I knew I wanted to do a company, but I wasn't sure how or when. Most of what you learn in Big Tech doesn't apply. There's a big benefit to the network you get from Big Tech (I found my cofounder!), but you need to be careful how long you stay.
Not questioning the general sentiment, but am curious in regards to your specific situation… do you think making the leap sooner (if it was Taro or similar) you may have carried less credibility into career coaching? Just picking a couple of cut points: L5 at Meta, no manager role (I think you were hired at L5, promoted to L6, then nudged into TLM)
After Pinterest, before Meta (round 2)
Pre-Pinterest
@Lee: Yeah, in my particular case, given Taro's career growth value, having the "Staff Engineer / Manager" title was important. That was actually one of the reasons I stuck around as long as I did.
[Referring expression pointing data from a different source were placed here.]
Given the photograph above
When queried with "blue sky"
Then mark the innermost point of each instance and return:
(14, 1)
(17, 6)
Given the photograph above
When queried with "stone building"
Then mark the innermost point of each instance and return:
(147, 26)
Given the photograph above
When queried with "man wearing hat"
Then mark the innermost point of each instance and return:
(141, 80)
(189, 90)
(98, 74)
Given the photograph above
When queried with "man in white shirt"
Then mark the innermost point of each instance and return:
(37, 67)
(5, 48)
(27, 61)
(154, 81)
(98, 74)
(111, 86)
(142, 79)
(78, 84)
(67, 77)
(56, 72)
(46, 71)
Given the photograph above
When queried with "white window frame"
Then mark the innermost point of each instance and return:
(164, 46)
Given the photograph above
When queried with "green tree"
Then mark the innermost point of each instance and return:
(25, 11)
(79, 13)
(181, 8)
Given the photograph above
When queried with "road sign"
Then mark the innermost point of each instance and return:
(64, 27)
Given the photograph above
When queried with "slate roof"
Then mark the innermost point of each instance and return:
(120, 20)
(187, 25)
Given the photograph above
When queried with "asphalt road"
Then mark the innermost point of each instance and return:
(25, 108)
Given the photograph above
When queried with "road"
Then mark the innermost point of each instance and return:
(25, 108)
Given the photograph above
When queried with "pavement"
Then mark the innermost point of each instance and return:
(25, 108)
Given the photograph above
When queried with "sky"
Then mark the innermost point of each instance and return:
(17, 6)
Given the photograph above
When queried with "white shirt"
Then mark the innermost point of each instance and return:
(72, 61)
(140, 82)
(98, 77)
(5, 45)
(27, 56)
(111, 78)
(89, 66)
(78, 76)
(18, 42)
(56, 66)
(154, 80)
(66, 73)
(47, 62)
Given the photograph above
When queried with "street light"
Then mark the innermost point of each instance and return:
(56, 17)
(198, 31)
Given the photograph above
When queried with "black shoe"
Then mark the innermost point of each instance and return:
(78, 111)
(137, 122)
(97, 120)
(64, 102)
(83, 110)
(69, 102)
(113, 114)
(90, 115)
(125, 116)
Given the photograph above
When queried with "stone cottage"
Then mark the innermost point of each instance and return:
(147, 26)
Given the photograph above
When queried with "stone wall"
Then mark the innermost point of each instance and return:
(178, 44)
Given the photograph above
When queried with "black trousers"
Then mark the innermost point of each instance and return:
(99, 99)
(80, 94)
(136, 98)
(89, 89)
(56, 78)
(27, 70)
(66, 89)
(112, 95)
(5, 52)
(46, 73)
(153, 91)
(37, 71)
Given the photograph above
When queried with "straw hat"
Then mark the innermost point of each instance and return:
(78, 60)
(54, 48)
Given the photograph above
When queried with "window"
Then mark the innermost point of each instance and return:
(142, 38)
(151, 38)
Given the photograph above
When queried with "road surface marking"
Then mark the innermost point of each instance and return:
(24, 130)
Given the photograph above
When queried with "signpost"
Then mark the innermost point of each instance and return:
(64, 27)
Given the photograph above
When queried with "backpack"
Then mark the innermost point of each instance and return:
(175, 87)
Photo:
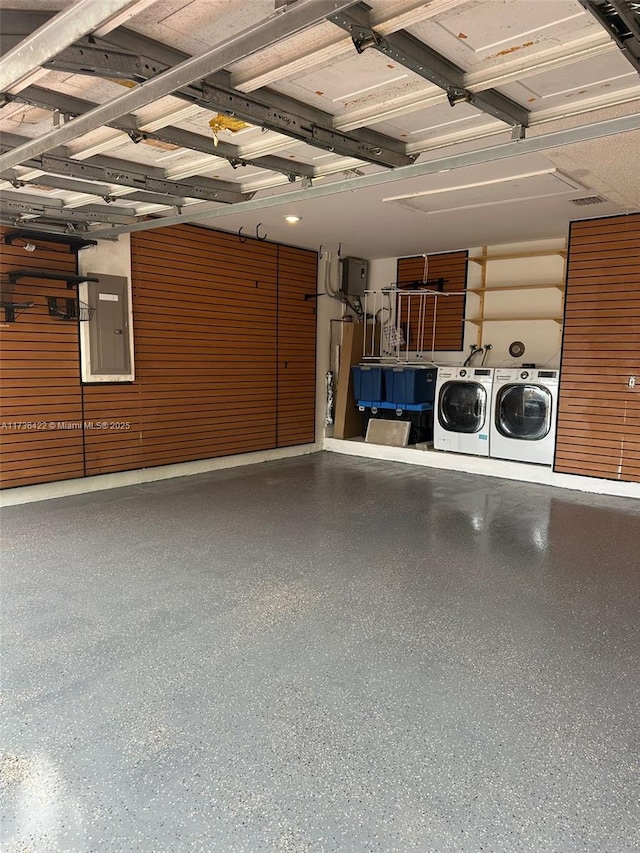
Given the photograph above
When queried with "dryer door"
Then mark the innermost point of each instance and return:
(523, 412)
(462, 406)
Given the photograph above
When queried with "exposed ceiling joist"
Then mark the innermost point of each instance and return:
(418, 57)
(298, 17)
(266, 109)
(621, 19)
(93, 189)
(71, 106)
(108, 170)
(19, 205)
(505, 151)
(54, 35)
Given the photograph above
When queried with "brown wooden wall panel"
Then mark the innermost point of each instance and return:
(205, 346)
(210, 316)
(598, 430)
(41, 401)
(296, 352)
(449, 319)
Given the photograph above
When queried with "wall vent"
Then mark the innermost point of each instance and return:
(591, 199)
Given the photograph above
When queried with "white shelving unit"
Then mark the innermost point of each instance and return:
(485, 313)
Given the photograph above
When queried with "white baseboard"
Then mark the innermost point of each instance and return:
(83, 485)
(522, 471)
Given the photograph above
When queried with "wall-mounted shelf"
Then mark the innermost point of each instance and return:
(503, 288)
(71, 280)
(543, 253)
(479, 321)
(12, 310)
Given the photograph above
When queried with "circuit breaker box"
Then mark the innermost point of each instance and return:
(355, 273)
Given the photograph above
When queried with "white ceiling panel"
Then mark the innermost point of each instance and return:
(550, 56)
(582, 79)
(486, 30)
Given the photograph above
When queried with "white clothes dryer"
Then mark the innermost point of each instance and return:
(524, 413)
(463, 404)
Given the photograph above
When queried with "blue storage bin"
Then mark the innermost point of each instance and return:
(368, 382)
(409, 385)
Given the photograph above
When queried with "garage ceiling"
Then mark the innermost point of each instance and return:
(392, 128)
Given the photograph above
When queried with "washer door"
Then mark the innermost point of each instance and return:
(462, 406)
(523, 412)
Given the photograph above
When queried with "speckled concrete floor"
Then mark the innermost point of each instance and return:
(322, 654)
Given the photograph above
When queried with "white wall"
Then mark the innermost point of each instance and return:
(109, 257)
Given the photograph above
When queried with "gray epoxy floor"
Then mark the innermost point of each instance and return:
(322, 654)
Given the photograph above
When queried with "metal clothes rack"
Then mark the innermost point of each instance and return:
(384, 339)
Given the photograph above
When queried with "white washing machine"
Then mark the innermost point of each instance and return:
(463, 409)
(524, 413)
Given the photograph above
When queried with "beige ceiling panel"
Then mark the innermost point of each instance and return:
(351, 81)
(611, 173)
(483, 191)
(196, 25)
(581, 79)
(434, 121)
(485, 31)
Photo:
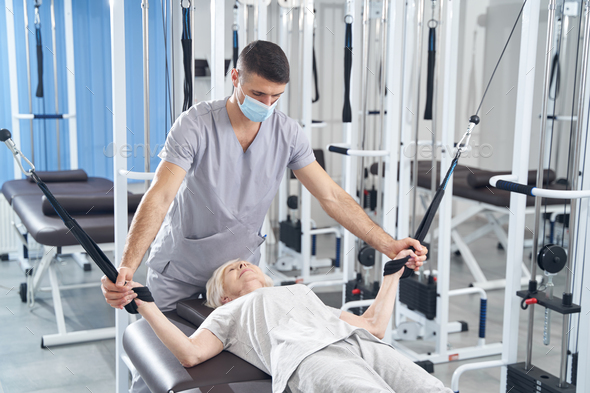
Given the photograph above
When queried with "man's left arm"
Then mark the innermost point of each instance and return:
(343, 208)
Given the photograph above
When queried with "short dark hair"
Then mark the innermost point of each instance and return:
(266, 60)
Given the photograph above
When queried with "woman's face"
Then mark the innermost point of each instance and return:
(241, 278)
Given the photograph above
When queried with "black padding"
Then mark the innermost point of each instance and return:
(338, 149)
(489, 194)
(480, 178)
(61, 176)
(51, 231)
(193, 310)
(347, 110)
(394, 266)
(430, 74)
(143, 293)
(4, 135)
(163, 373)
(374, 167)
(319, 157)
(89, 204)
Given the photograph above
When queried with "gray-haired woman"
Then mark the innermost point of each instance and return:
(289, 333)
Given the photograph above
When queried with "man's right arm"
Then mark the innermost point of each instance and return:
(144, 228)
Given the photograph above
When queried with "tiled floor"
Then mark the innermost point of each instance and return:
(90, 367)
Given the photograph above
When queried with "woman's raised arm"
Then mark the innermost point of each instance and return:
(189, 351)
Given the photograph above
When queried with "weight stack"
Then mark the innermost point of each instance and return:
(574, 367)
(535, 380)
(419, 296)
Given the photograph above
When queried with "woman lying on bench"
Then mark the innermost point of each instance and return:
(290, 334)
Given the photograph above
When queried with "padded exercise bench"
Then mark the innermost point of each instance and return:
(89, 200)
(162, 372)
(472, 185)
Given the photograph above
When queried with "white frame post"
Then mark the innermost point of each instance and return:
(520, 163)
(71, 84)
(15, 110)
(306, 70)
(393, 126)
(449, 60)
(217, 64)
(119, 164)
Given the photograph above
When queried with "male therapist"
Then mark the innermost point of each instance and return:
(221, 167)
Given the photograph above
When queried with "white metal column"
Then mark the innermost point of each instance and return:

So my tongue-in-cheek response is that I wish I had climbed the corporate ladder faster so I could have left sooner 😛
In terms of cutpoints: working a few years was very valuable for me since I was craving financial stability. The two points that would have made sense:
This might be a whole different question Rahul and I know you love Taro and this domain is meaningful and relevant - but if you wanted to do your own start up earlier how do you feel it would have gone in other areas where you might not have needed the credentials? Like do you feel you could have started a successful personal finance company, health and wellness company, or home improvement business by following the principles of talking to users, building fast, and iterating?
@Ryan: yes, absolutely, there are many domains (almost all of them, actually) where no one cares what specific FAANG level you were!
There are many YC companies that have a unique customer insight and simply have the passion + technical know-how to bring a solution to market. The variance in these startups is probably higher since the founders cannot quickly get customers based on their background, so many companies will die quickly
But it's definitely possible to succeed without credentials or a name-brand company. I think these founders succeed because they are willing to explore problems or customers that are not frequently served (e.g. software for lawyers or insurance, instead of a personal finance app).
Hey Rahul
I know you have a bunch of courses that show how one can climb up the ladder quickly but those are for senior roles and in standard companies where they have designations for promotions.
In my situation, as a junior engineer with about an year of full time experience, there is no scope for a promotion in a series A startup. I can probably ask for more responsibilities as an individual contributor but that's about it.
Are there any video or Q/A sessions that you'd recommend me to checkout to climb up the ladder quickly?
I know Alex is working on a course for this but I think it'll take about 2 more months before it comes out.
Thanks!
Are there any video or Q/A sessions that you'd recommend me to checkout to climb up the ladder quickly?
The big level up lever here is code quality. While quality is less important at a startup, it still matters (code quality always matters). It's also more impressive to have both high quality and high velocity in a startup as they aren't expecting the quality (so it's a very pleasant surprise). Check out the course here: [Course] Level Up Your Code Quality As A Software Engineer
After that, I recommend the mid-level to senior course: [Course] Grow From Mid-Level To Senior Engineer: L4 To L5
The parts about mindset (like "The Goggles" lesson) are particularly important as you have more freedom to be proactive and take initiative at a startup.
Early-stage startups often don't have formal levels, so you can't concretely climb up the ladder. However, that's not important as what's truly matters is your personal growth and skill development. If you are genuinely becoming 50% better year over year, your pay/level will be a lagging indicator and you will eventually have a fancy senior title making tons of money. While startups are much worse at formally recognizing growth via levels/promotions compared to something like FAANG, it can be much better on the growth front as startups engineers shouldn't be drowning in a sea of bureaucracy and politics.